The full list of canceled or rescheduled shows are as follows. At Irving Plaza: Joey Bada$$ (Thursday), Mac Miller (Friday) and Vince Staples (Saturday). At Gramercy: Guns N’ Roses cover band Appetite for Destruction (Friday), Black Pistol Fire (Saturday) and YG (Monday).
PREVIOUSLY: Joey Bada$$‘ scheduled performance at Irving Plaza on Thursday night has been canceled, and in a since-deleted tweet, the rapper said the NYPD is behind the cancelation.
Joey’s show was set to be part of Governors Ball’s After Dark concert series, taking place at venues throughout the city this weekend. Mac Miller (Friday) and Vince Staples (Saturday) are also scheduled to perform at the venue this weekend as part of the same program; as of press time, it was unclear whether those shows will still happen. According to Irving Plaza’s Twitter account, Wednesday night’s performance by Train is still set to take place. There are four additional hip-hop shows on Irving’s calendar throughout the month of June.

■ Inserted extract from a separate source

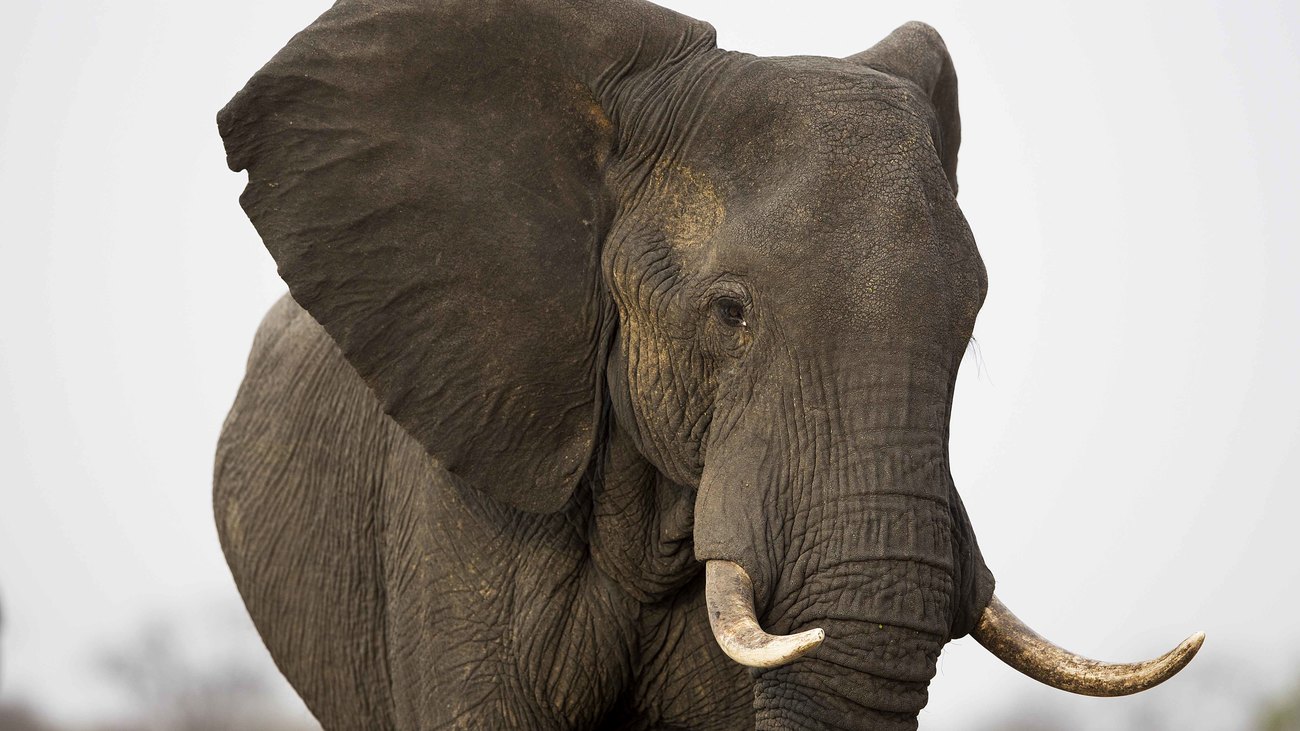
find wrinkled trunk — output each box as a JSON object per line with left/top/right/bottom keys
{"left": 752, "top": 619, "right": 940, "bottom": 730}
{"left": 695, "top": 355, "right": 993, "bottom": 729}
{"left": 752, "top": 473, "right": 986, "bottom": 730}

Reps for the NYPD did not respond to requests for comment on the cancelation. [Update (4:45 p.m.): After the publication of this story, a rep from the NYPD contacted Billboard to deny that it was behind the cancelation, directing questions to the venue and its owner, Live Nation. “The organization’s decision to cancel the event was in no way influenced by the NYPD,” officer Sophia Mason said in an email. Live Nation has not responded to requests for comment.]
Brooklyn rapper Troy Ave has been arrested and charged with attempted murder following the shooting last week at Irving, after which NYPD Commissioner Bill Bratton decried hip-hop as a whole. “The crazy world of the so-called rap artists who are basically thugs that basically celebrate the violence they’ve lived all their lives and unfortunately that violence often manifests itself during the performances and that’s exactly what happened last evening,” Bratton said in a radio interview the morning of May 26.
Reps for Live Nation, which owns Irving Plaza, also did not respond to requests for comment as of press time.